D. Hemorrhagic cholecystitis
Hemorrhagic cholecystitis is a haemorrhagic complication of acute cholecystitis. It must be differentiated from haemobilia, which only refers to bleeding within the gallbladder or biliary tree in the absence of inflammation. It can cause gastrointestinal bleeding if the blood content drains trough Vater’s papilla. Clots in the bile duct can cause biliary obstruction.
Risk factors include hemorrhagic diathesis, anticoagulant therapy and trauma. It is thought to be secondary to a vascular injury resulting from parietal inflammation.
US shows:
- Unstructured gallbladder wall
- Filled with echogenic content which may appear to be dense biliary sludge at first glance
However, CT will show a distended gallbladder at the expense of dense material compatible with clots. Active contrast extravasation may be seen if there is an underlying lesion.
The approach may be surgical, interventional (as cystic artery embolisation can be performed) or percutaneous (cholecystistomy).
OTHER COMPLICATIONS...
E. Mirizzi syndrome
Rare complications that results from extrinsic compression of the extrahepatic biliary duct due to the gallbladder's process or an impacted gallstone. It can mimic other pathologies such as cholangiocarcinoma. This condition can lead to the development of a cholecystoduodenal fistula.
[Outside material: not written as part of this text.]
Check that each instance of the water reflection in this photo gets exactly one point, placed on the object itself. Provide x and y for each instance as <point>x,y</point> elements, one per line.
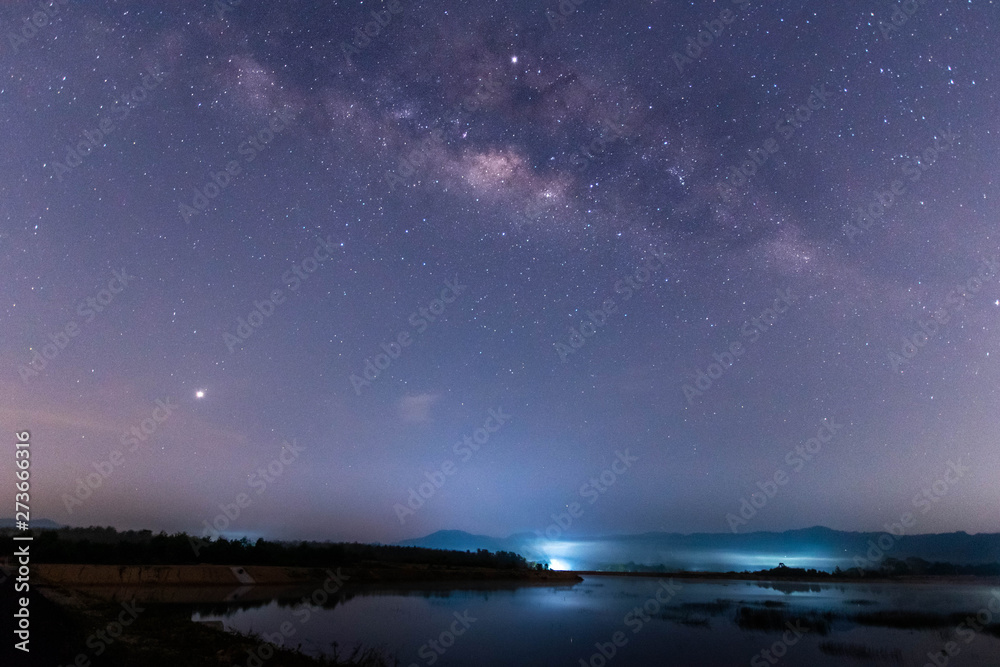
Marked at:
<point>718,622</point>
F. Xanthogranulomatous cholecystitis
Xanthogranulomatous cholecystitis is a rare variant of chronic cholecystitis. On pathology, it has a transmural histiocyte infiltrate. It occurs most frequently in women between 60-80 years of age. It may present as right upper quadrant pain, fever and leukocytosis, thus mimicking acute cholecystitis. Its main differential diagnosis is hilar cholangiocarcinoma or gallbladder carcinoma.
US and CT show diffuse thickening of the gallbladder with nodular formations in the gallbladder wall. Cholecystectomy is recommended, however intraoperative pathology might be necessary to exclude malignancy.
G. Gallstone ileus
Gallstone ileus is a rare cause of intestinal obstruction. The term "ileus" is a misnomer, as gallstone ileus is secondary to a mechanical obstruction due to an endoluminal large gallstone. It usually stops at the ileocecal valve or terminal ileum and leads to small bowel obstruction. For it to develop, there must be an enterobiliary fistula, usually cholecystoduodenal, although it can also be cholecystocolonic (in this case the gallstone is in the colon) or cause gastric outlet obstruction (Bouveret's syndrome). It is characterized by Rigler's triad of aerobilia, intestinal obstruction and visible endoluminal lithiasis.
Early surgical management improves morbidity and mortality in these patients.
H. Pylephlebitis
Pylephlebitis is a thrombotic obstruction of the portal vein and its branches secondary to neighbouring infection. The presentation is non-specific and depends on the underlying infectious pathology. Although it is more frequent in diverticulitis, appendicitis and pancreatitis, it can occur in any proinflammatory state such as cholecystitis.
Ultrasonography will show an absence of portal flow with echogenic occupation of the portal lumen. MRI and CT scan will show a portal thrombus and its extension and the extent of the associated complications will be better defined.
Treatment of pylephlebitis is a priori medical with antibiotics and anticoagulants.